I paid for a few, won't say which but I do think they helped Google decide that my brand had some value.

I've also paid for a few backlinks on sites I could kind of verify & have a little confidence were related to my niche and not total garbage spam networks.

I've not seen wild success. I've not rocketed to $1m ARR like everyone tells you will happen.

What I do have is a decent amount of customers and what looks like a growth chart of better Google presence. I'm ranking for keywords in my niche. Google seems to be trusting me more and more each day and indexing more and more of my pages.

I've got to around 500 impressions/day now and it's taken about 3 months of work. I have a 1.2% CTR so it's going to work out at about 150 visitors per month. If I can convert even 2 of those to customers I'll be happy.

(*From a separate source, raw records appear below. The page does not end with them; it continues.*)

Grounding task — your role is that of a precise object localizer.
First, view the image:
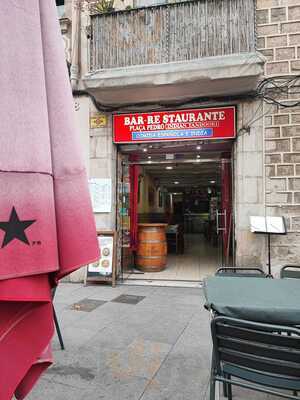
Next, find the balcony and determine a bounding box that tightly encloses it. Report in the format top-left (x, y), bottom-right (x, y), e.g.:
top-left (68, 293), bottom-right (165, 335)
top-left (83, 0), bottom-right (264, 105)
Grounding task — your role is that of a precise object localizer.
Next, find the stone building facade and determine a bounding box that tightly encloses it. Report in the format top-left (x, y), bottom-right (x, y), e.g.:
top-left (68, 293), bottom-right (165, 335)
top-left (257, 0), bottom-right (300, 266)
top-left (57, 0), bottom-right (300, 281)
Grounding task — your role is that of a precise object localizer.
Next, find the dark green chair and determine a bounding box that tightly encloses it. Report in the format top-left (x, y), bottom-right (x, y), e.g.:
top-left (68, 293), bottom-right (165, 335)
top-left (281, 265), bottom-right (300, 280)
top-left (210, 316), bottom-right (300, 400)
top-left (215, 267), bottom-right (267, 278)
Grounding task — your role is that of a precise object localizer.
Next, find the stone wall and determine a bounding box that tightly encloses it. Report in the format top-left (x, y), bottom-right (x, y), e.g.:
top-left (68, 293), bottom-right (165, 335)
top-left (234, 100), bottom-right (265, 268)
top-left (257, 0), bottom-right (300, 268)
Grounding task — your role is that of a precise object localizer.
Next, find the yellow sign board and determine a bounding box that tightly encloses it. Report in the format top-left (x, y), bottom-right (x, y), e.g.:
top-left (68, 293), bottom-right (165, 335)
top-left (90, 114), bottom-right (108, 128)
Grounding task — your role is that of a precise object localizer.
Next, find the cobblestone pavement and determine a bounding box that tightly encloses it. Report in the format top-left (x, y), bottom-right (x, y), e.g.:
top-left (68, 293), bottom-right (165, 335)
top-left (27, 283), bottom-right (277, 400)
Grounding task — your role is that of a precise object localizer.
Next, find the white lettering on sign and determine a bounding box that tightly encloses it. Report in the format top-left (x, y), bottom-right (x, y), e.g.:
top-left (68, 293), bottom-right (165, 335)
top-left (122, 110), bottom-right (228, 130)
top-left (124, 116), bottom-right (145, 126)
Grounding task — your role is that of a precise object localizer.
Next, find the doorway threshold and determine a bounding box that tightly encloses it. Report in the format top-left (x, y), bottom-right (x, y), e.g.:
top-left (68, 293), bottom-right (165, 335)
top-left (119, 279), bottom-right (203, 288)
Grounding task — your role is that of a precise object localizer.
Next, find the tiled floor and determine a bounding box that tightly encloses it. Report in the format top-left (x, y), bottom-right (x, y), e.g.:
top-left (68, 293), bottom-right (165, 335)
top-left (127, 234), bottom-right (220, 282)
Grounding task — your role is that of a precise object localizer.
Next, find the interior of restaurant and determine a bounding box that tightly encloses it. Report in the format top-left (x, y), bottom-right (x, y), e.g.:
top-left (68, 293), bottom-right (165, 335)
top-left (119, 140), bottom-right (233, 283)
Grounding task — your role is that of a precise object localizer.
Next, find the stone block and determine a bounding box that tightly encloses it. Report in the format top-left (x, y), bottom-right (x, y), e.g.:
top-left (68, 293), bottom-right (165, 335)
top-left (266, 177), bottom-right (286, 191)
top-left (266, 165), bottom-right (276, 177)
top-left (265, 116), bottom-right (273, 126)
top-left (277, 164), bottom-right (294, 176)
top-left (289, 33), bottom-right (300, 45)
top-left (275, 47), bottom-right (295, 60)
top-left (260, 48), bottom-right (274, 61)
top-left (288, 6), bottom-right (300, 21)
top-left (281, 21), bottom-right (300, 34)
top-left (280, 104), bottom-right (300, 113)
top-left (266, 35), bottom-right (287, 47)
top-left (296, 165), bottom-right (300, 175)
top-left (265, 153), bottom-right (282, 163)
top-left (294, 192), bottom-right (300, 202)
top-left (291, 114), bottom-right (300, 124)
top-left (257, 24), bottom-right (279, 36)
top-left (289, 177), bottom-right (300, 190)
top-left (265, 138), bottom-right (290, 152)
top-left (291, 60), bottom-right (300, 72)
top-left (257, 0), bottom-right (279, 9)
top-left (282, 126), bottom-right (300, 138)
top-left (257, 9), bottom-right (269, 24)
top-left (243, 153), bottom-right (263, 176)
top-left (257, 37), bottom-right (266, 49)
top-left (283, 153), bottom-right (300, 163)
top-left (266, 61), bottom-right (289, 75)
top-left (274, 114), bottom-right (290, 125)
top-left (279, 205), bottom-right (300, 216)
top-left (293, 137), bottom-right (300, 151)
top-left (271, 7), bottom-right (286, 22)
top-left (292, 217), bottom-right (300, 230)
top-left (265, 127), bottom-right (280, 138)
top-left (266, 191), bottom-right (290, 203)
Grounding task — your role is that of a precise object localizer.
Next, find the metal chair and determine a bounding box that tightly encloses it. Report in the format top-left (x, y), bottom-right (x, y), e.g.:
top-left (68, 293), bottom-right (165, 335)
top-left (280, 265), bottom-right (300, 280)
top-left (52, 287), bottom-right (65, 350)
top-left (215, 267), bottom-right (267, 278)
top-left (210, 316), bottom-right (300, 400)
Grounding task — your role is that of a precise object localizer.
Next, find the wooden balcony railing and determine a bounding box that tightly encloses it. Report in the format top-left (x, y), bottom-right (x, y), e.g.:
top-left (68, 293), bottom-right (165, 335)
top-left (89, 0), bottom-right (256, 71)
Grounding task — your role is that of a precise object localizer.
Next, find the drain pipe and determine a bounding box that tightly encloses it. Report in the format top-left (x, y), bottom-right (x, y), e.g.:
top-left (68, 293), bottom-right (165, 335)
top-left (70, 0), bottom-right (80, 89)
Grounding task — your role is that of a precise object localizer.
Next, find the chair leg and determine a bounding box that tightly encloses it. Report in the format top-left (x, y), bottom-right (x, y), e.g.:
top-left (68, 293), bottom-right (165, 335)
top-left (53, 305), bottom-right (65, 350)
top-left (227, 375), bottom-right (232, 400)
top-left (209, 377), bottom-right (216, 400)
top-left (223, 374), bottom-right (228, 398)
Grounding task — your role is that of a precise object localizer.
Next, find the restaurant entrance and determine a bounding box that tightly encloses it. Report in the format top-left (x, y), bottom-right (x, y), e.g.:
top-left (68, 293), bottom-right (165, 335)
top-left (117, 141), bottom-right (234, 285)
top-left (114, 106), bottom-right (236, 286)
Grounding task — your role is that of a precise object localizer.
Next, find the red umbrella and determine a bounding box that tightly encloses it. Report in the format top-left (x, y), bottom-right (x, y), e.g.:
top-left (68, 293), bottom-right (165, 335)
top-left (0, 1), bottom-right (99, 398)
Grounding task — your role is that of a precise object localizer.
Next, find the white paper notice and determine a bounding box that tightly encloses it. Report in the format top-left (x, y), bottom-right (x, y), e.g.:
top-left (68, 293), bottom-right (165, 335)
top-left (89, 178), bottom-right (112, 213)
top-left (250, 216), bottom-right (286, 234)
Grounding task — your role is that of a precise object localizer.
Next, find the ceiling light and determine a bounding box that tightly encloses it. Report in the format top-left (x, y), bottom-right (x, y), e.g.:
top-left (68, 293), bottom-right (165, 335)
top-left (174, 181), bottom-right (179, 184)
top-left (148, 156), bottom-right (151, 159)
top-left (143, 148), bottom-right (148, 152)
top-left (196, 145), bottom-right (202, 150)
top-left (166, 166), bottom-right (173, 170)
top-left (210, 180), bottom-right (215, 184)
top-left (197, 154), bottom-right (201, 158)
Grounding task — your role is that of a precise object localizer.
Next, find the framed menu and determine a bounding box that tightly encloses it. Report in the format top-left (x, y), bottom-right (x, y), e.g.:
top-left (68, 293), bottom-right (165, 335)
top-left (86, 231), bottom-right (117, 286)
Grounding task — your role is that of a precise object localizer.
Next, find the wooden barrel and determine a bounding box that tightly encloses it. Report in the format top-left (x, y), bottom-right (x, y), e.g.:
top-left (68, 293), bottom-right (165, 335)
top-left (136, 224), bottom-right (167, 272)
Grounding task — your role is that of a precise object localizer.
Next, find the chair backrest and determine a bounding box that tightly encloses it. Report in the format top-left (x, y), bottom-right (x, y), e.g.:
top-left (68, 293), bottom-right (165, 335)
top-left (215, 267), bottom-right (266, 277)
top-left (211, 317), bottom-right (300, 379)
top-left (280, 265), bottom-right (300, 279)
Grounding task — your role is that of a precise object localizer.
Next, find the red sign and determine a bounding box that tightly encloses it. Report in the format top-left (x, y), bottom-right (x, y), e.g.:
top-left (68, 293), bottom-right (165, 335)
top-left (113, 106), bottom-right (236, 144)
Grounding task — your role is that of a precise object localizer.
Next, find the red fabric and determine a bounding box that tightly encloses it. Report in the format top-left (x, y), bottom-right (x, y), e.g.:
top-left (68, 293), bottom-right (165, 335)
top-left (129, 163), bottom-right (139, 251)
top-left (0, 1), bottom-right (99, 398)
top-left (221, 159), bottom-right (232, 260)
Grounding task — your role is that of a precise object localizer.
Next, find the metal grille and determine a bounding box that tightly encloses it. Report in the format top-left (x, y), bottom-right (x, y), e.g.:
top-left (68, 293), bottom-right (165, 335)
top-left (89, 0), bottom-right (256, 71)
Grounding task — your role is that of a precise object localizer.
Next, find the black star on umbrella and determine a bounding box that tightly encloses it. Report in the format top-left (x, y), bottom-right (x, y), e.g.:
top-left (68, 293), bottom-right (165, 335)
top-left (0, 207), bottom-right (36, 248)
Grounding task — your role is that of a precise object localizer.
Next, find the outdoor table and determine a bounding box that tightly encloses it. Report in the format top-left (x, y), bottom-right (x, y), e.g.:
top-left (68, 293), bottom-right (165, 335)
top-left (204, 276), bottom-right (300, 326)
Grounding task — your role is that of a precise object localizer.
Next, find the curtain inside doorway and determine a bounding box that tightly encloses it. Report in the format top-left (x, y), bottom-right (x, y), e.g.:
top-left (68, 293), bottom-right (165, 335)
top-left (129, 161), bottom-right (139, 251)
top-left (221, 159), bottom-right (232, 262)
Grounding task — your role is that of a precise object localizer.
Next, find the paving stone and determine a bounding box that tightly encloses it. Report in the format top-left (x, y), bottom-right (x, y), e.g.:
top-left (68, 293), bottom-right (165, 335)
top-left (111, 294), bottom-right (146, 305)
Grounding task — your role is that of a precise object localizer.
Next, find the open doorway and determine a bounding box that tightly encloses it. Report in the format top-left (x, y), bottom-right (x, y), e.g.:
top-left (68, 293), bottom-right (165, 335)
top-left (117, 140), bottom-right (234, 284)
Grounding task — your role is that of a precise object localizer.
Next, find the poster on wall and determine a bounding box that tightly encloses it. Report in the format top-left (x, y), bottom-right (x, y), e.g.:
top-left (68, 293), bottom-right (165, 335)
top-left (89, 178), bottom-right (112, 213)
top-left (113, 106), bottom-right (236, 144)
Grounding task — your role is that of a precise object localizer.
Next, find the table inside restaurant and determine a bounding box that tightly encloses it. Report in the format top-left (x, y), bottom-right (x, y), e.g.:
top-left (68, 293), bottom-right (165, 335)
top-left (204, 276), bottom-right (300, 326)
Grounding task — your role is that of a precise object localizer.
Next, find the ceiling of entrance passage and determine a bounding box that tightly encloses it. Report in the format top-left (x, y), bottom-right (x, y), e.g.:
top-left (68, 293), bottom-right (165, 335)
top-left (120, 139), bottom-right (232, 190)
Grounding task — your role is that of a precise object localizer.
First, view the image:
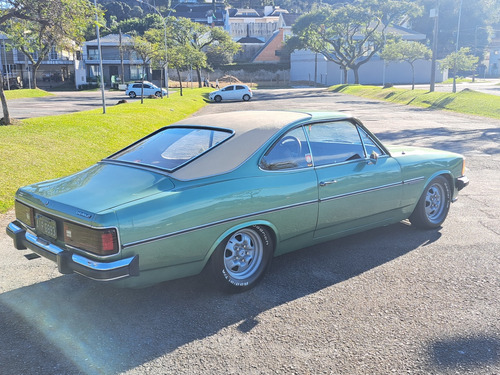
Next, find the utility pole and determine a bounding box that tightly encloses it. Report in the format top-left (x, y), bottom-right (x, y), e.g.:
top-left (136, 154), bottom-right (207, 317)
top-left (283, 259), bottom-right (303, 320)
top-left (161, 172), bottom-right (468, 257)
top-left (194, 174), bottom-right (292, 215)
top-left (430, 0), bottom-right (439, 92)
top-left (94, 0), bottom-right (106, 113)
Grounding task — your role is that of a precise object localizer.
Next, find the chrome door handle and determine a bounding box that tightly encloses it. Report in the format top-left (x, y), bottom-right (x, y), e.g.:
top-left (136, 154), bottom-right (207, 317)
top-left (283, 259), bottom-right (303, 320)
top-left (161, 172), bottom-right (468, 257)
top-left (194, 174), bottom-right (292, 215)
top-left (319, 180), bottom-right (337, 187)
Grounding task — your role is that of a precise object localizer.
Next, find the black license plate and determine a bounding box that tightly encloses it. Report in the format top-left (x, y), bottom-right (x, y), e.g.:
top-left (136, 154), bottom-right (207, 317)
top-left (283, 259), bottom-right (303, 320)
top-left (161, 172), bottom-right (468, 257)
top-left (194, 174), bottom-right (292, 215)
top-left (35, 214), bottom-right (57, 239)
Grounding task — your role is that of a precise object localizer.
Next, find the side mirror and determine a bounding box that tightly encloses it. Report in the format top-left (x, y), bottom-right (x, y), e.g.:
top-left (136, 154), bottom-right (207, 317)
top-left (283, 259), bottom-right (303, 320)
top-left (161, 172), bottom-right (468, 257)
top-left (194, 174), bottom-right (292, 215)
top-left (368, 151), bottom-right (379, 165)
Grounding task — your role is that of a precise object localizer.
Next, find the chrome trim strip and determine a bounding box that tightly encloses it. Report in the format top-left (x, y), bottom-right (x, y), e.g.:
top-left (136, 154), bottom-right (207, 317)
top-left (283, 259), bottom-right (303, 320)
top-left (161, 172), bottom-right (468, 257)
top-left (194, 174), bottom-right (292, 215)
top-left (319, 181), bottom-right (402, 203)
top-left (403, 176), bottom-right (425, 185)
top-left (123, 199), bottom-right (318, 248)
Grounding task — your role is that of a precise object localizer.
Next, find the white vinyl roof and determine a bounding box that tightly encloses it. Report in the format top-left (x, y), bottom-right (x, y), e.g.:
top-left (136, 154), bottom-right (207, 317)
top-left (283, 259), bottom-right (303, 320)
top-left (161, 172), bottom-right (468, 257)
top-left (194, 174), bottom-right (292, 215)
top-left (170, 111), bottom-right (312, 180)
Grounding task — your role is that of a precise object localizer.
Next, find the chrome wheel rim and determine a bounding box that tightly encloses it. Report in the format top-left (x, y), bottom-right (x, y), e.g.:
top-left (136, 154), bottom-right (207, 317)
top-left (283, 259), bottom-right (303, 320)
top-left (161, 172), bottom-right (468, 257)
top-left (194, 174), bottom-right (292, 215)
top-left (223, 229), bottom-right (263, 280)
top-left (425, 183), bottom-right (445, 224)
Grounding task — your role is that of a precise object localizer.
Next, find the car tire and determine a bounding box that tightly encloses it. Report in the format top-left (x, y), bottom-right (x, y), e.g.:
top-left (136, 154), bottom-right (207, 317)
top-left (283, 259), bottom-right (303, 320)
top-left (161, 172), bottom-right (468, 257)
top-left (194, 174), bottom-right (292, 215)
top-left (243, 94), bottom-right (251, 101)
top-left (155, 91), bottom-right (161, 97)
top-left (209, 225), bottom-right (273, 293)
top-left (214, 95), bottom-right (222, 103)
top-left (409, 176), bottom-right (451, 229)
top-left (129, 91), bottom-right (137, 98)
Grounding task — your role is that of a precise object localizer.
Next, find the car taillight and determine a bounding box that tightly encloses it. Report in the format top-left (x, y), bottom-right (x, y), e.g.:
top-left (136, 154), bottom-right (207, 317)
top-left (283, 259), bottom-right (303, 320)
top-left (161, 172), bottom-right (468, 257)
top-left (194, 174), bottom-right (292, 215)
top-left (64, 222), bottom-right (119, 256)
top-left (15, 201), bottom-right (35, 227)
top-left (462, 159), bottom-right (466, 176)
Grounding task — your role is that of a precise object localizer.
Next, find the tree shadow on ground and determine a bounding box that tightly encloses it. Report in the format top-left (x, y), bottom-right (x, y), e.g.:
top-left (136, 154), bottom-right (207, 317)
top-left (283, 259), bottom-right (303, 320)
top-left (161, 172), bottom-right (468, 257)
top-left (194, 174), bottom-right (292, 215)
top-left (428, 335), bottom-right (500, 372)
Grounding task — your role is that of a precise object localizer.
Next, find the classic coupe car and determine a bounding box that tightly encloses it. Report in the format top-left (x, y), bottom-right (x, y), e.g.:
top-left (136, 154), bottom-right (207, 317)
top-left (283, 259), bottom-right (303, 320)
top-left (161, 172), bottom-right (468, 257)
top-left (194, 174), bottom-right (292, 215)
top-left (7, 111), bottom-right (468, 292)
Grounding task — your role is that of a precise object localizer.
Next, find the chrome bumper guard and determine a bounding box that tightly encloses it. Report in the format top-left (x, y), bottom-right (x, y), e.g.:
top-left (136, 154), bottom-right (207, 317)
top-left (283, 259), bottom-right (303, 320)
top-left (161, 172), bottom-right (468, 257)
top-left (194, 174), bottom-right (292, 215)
top-left (6, 221), bottom-right (139, 281)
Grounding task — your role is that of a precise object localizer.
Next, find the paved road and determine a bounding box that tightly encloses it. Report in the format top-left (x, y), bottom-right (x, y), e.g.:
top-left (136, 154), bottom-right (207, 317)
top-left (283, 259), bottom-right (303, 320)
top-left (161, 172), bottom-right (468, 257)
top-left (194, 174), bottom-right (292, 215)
top-left (1, 89), bottom-right (499, 374)
top-left (6, 90), bottom-right (131, 119)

I've re-designed my pages many times to try and optimize for keywords, I've been looking at performance metrics, internal linking.

A ton of stuff I never knew even existed for SaaS. In my head it was always just "build and they will come".

Launching a SaaS isn't flashy buckets of money rolling in as soon as you launch. It's dealing with thinking nothing is happening but realising its because growth is slow and steady.

My next goal is simple: 1000/impressions a day. Once I reach that, I'll be looking at optimising positioning to break top 10 on as many queries as I can.